Advertising will never be the same

Interesting item here from Advertising Age.

The general thrust is that they’ve predicted that traditional advertising is dying slowly while the rest of the media world wakes up to the efficiencies and effectiveness of digital. Some of this feels like old news. This is written from a slightly US bias as to my mind most of Adland, here in London has gone integrated a long time ago. After all without integrated marketing and advertising our black polo-necked colleagues couldn’t be ‘holistic’, ‘pervasive’ and shift ‘paradigms’ with the regularity they do. Advertising here has long since stopped being print, billboards and bus shelters alone.

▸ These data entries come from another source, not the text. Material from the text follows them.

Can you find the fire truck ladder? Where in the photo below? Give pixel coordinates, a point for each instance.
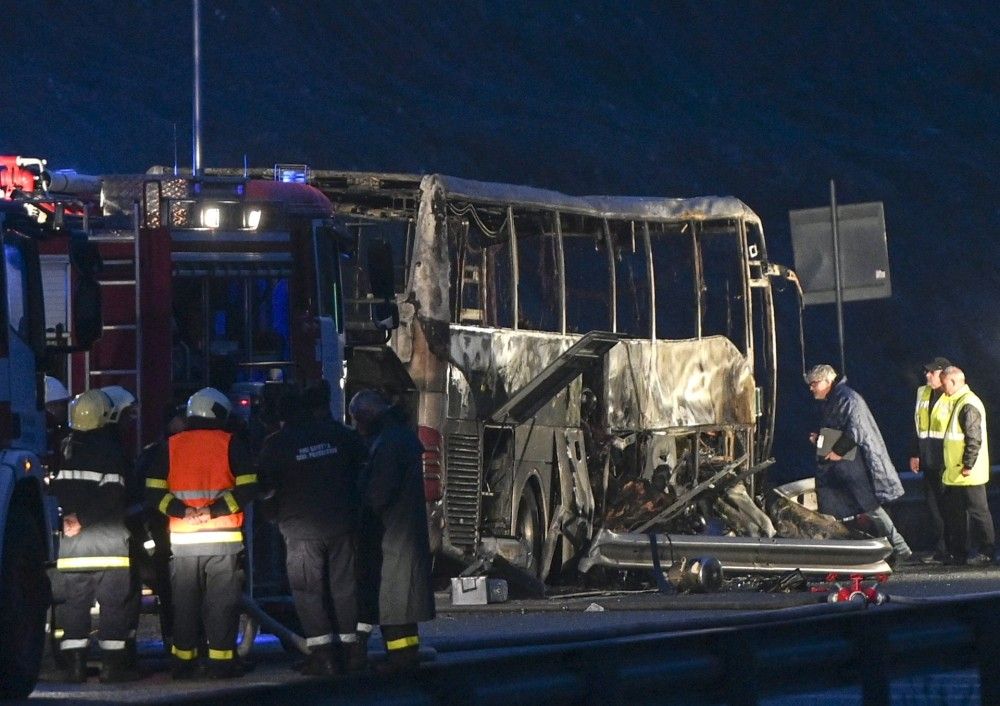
(120, 250)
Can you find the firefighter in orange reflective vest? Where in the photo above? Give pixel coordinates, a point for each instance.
(93, 552)
(202, 479)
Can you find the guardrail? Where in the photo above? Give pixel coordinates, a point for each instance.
(825, 647)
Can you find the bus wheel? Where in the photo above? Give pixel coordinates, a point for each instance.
(24, 599)
(530, 529)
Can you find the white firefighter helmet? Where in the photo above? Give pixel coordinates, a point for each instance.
(55, 391)
(89, 410)
(121, 399)
(209, 403)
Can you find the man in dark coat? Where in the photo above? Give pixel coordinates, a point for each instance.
(394, 550)
(852, 487)
(310, 467)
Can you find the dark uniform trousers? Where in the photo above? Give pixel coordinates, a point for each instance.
(966, 508)
(213, 583)
(321, 576)
(114, 590)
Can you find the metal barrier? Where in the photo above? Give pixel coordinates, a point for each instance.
(837, 646)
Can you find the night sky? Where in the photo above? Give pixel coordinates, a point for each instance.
(897, 102)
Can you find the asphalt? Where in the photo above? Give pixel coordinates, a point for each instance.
(477, 632)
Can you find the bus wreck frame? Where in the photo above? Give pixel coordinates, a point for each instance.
(584, 372)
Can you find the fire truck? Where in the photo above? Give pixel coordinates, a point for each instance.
(229, 281)
(33, 215)
(569, 362)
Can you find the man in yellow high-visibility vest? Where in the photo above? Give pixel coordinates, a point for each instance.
(966, 471)
(930, 417)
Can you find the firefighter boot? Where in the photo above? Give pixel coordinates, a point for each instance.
(322, 662)
(357, 655)
(76, 665)
(115, 667)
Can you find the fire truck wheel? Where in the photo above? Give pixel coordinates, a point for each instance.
(249, 629)
(24, 592)
(529, 528)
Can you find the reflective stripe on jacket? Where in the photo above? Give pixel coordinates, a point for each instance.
(931, 423)
(954, 444)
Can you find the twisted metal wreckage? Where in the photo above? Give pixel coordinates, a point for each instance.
(594, 378)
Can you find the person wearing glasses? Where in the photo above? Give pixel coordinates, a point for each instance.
(856, 471)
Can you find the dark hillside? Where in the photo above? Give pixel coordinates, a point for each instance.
(765, 101)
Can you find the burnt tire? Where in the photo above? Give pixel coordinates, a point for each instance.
(530, 527)
(24, 600)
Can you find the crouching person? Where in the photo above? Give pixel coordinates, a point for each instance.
(201, 479)
(93, 558)
(394, 550)
(309, 469)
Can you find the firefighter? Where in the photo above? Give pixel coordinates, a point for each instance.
(311, 466)
(156, 572)
(120, 413)
(394, 551)
(93, 558)
(202, 479)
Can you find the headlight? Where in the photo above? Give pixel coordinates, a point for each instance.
(211, 217)
(253, 218)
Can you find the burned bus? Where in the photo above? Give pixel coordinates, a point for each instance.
(584, 372)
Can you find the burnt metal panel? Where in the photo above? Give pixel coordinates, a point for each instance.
(743, 555)
(581, 356)
(463, 467)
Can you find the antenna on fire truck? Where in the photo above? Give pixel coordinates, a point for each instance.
(196, 117)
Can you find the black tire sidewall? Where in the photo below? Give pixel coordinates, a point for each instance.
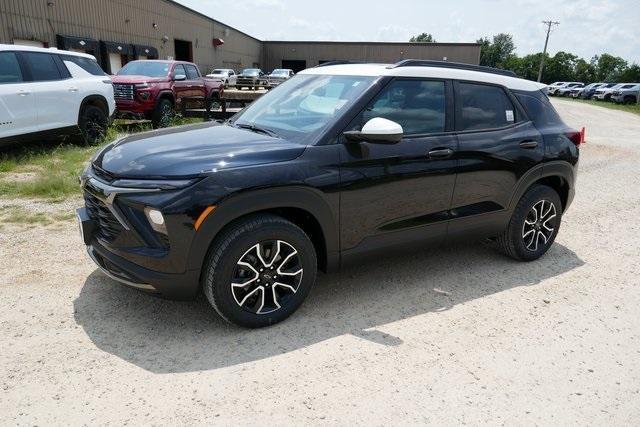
(217, 283)
(84, 122)
(533, 196)
(157, 114)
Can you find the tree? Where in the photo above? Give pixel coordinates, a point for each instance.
(609, 68)
(422, 38)
(496, 52)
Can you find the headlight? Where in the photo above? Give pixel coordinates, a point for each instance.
(156, 220)
(153, 184)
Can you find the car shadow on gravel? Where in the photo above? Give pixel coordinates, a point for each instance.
(167, 336)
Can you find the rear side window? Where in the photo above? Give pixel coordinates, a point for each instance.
(42, 66)
(538, 108)
(9, 68)
(87, 64)
(178, 70)
(484, 107)
(192, 72)
(417, 105)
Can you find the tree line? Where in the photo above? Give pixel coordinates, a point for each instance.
(499, 52)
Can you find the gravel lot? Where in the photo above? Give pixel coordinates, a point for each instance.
(457, 335)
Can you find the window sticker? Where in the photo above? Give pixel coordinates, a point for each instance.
(509, 115)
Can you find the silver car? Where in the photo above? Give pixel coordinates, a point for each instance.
(278, 76)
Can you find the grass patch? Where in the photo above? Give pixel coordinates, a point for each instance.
(53, 167)
(631, 108)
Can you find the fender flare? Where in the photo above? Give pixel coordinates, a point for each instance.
(559, 168)
(245, 203)
(90, 99)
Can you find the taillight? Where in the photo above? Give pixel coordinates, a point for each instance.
(577, 137)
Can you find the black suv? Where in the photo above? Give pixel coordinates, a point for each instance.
(336, 163)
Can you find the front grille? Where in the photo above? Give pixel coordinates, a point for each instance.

I’m not sure people here separate marketing and advertising, digital or otherwise. You can’t launch an ad campaign without synchronising your marketing, PR and website with it. Ditto a product launch, a store opening. They’re all interconnected into your communications strategy – your brand, your firm. If you’re a large firm with a bulging roster then you get your agencies around a table regularly. You write the song-sheet and compel them to all sing in tune.

If you’ve got any sense then you’re messaging all your stakeholders through all your channels consistently. You have an umbrella communications strategy in which all these dark arts play their appropriate part. You talk to your employees, your suppliers, your converts, your evangelists, your past customers, your existing devotees and your foes with targeted and meaningful vigour as appropriate. You try to lead opinion, you aim to make sales, you want to inspire, create aspiration and modify behaviours.

Any agency worth its salt puts together a strategy that includes a palette of all these disciplines and fashions them into a campaign that supports the client and meets their business needs. Maybe its not advertising that’s changed. Rather it’s the nature of relationships between constituents thats have become more fluid, being comfortable with such chaos is the fundamental shift we’re making, and not segmenting where it isn’t necessary.

This report is of use and it confirms what we already know. The semantics might be a bit shortsighted but yes the times they are a-changin’ the money is knowing to what.